The MSCI World was on track to start the new week with an eleventh consecutive gain. Not too shabby, right?
By now, most market participants have heard it all when it comes to justifications for the ongoing rally. Similarly, anyone mired in the cacophony (which is deafening at times) is well-versed in the other side of the debate, where that just means you can probably recite the myriad reasons why the euphoria doesn’t make much sense, why it’s not sustainable, and why “it’s never different this time.”
I imagine this is probably pretty daunting for new market entrants. Or at least for those inclined to believe there’s supposed to be something behind it all — something real beyond the lines on the screens. (Nihilistic Redditors need not necessarily apply.)
Indeed, this is all pretty daunting even for finance professors. I spoke to one Monday who had a laundry list of questions about Elon Musk and Tesla (prompted by an article published here). Eventually, I resorted to a tried-and-true method for communicating how the seemingly nonsensical can make sense: I referred back to several articles from autumn of 2019, when negative corporate bond yields in Europe were grabbing headlines.
In August of that year, the face value of negative-yielding euro corporate bonds was around €1 trillion. Conceptually, those companies could mint “assets.” Or something. It’s difficult to fathom. And that’s always my point when I use that example. If corporate curves can be negative, who’s to say what Tesla or Bumble “can” or “can’t” be worth?
But maybe it’s not so insane. As SocGen’s Andrew Lapthorne reminded market participants in a Monday note, “for all its complexity, the equity market is quite a simple beast; it tends to ebb and flow with the direction of profit and profits expectations.”
Expectations for corporate profits have been revised higher recently. Goldman, for example, hiked their already above-consensus forecast for S&P 500 EPS last week. Fourth quarter earnings for corporate America actually managed to grow YoY with 84% of market cap reporting. Consensus had been looking for an 11% decline headed into reporting season.
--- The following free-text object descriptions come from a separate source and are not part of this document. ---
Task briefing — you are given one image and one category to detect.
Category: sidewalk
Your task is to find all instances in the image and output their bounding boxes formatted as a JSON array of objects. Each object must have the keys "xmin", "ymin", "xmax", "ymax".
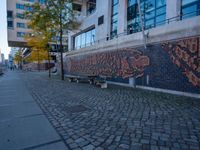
[{"xmin": 0, "ymin": 71, "xmax": 68, "ymax": 150}]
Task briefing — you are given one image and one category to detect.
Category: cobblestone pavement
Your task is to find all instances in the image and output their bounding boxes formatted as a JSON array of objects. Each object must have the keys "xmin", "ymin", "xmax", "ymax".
[{"xmin": 22, "ymin": 72, "xmax": 200, "ymax": 150}]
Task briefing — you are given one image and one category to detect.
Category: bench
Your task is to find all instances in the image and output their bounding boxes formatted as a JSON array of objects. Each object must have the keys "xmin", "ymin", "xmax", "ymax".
[
  {"xmin": 65, "ymin": 74, "xmax": 96, "ymax": 83},
  {"xmin": 65, "ymin": 74, "xmax": 107, "ymax": 88}
]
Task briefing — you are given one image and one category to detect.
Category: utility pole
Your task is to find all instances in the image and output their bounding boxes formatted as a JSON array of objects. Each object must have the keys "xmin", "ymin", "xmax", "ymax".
[{"xmin": 59, "ymin": 0, "xmax": 64, "ymax": 81}]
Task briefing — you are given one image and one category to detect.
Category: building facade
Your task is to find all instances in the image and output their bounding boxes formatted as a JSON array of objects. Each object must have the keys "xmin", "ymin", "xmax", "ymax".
[{"xmin": 65, "ymin": 0, "xmax": 200, "ymax": 95}]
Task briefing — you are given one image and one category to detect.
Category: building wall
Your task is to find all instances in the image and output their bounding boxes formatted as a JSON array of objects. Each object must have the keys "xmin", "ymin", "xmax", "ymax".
[
  {"xmin": 64, "ymin": 0, "xmax": 200, "ymax": 95},
  {"xmin": 69, "ymin": 0, "xmax": 112, "ymax": 50},
  {"xmin": 7, "ymin": 0, "xmax": 34, "ymax": 47}
]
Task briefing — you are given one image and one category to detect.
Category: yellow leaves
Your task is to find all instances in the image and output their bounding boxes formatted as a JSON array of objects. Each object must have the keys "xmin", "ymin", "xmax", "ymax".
[
  {"xmin": 25, "ymin": 34, "xmax": 50, "ymax": 62},
  {"xmin": 25, "ymin": 49, "xmax": 49, "ymax": 62},
  {"xmin": 14, "ymin": 51, "xmax": 23, "ymax": 64}
]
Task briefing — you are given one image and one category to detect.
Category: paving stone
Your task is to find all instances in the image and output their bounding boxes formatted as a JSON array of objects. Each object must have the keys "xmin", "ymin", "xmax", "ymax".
[
  {"xmin": 22, "ymin": 72, "xmax": 200, "ymax": 149},
  {"xmin": 82, "ymin": 144, "xmax": 95, "ymax": 150},
  {"xmin": 119, "ymin": 144, "xmax": 129, "ymax": 149}
]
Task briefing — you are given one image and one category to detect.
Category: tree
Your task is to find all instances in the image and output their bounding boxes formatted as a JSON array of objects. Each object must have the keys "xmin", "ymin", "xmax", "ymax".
[
  {"xmin": 25, "ymin": 34, "xmax": 50, "ymax": 71},
  {"xmin": 25, "ymin": 0, "xmax": 80, "ymax": 80},
  {"xmin": 24, "ymin": 2, "xmax": 54, "ymax": 76},
  {"xmin": 14, "ymin": 51, "xmax": 23, "ymax": 69}
]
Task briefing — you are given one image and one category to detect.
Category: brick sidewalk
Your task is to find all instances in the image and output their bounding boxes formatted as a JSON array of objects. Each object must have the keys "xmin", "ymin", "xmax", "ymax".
[{"xmin": 22, "ymin": 72, "xmax": 200, "ymax": 150}]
And yet, there’s still a sense in which it’s all either contrived, a game, or a little of both.
“Analysts’ EPS expectations tend to be coincident with share price changes, so it is unclear if actual economic activity is changing the EPS or whether it is due to the need to justify a higher/lower share price target,” Lapthorne went on to say, adding that “these changes are also remarkably seasonal, with upgrades seen during the reporting season and downgrades more common thereafter as companies position and then ‘surprise’ the consensus.”
Who’s gaming who? And if everyone is gaming each other, then is any of it real?
I don’t know. Nobody does. Amusingly, even when you take into consideration higher expected earnings, multiples still end up looking elevated. Lapthorne noted that analysts now see “a 30% rise in MSCI World EPS for this year.” And yet, he marveled that “the overall P/E on MSCI World is still over 20x based on these end-2021 numbers.”
That’s not terribly worrying if bond yields stay low. But some expect yields to rise, even as they simultaneously admit central banks retain the capacity to tamp them down virtually at will.
Again: Is any of it real? And if not, then why not Bitcoin? Why not Dogecoin? Why not tulips?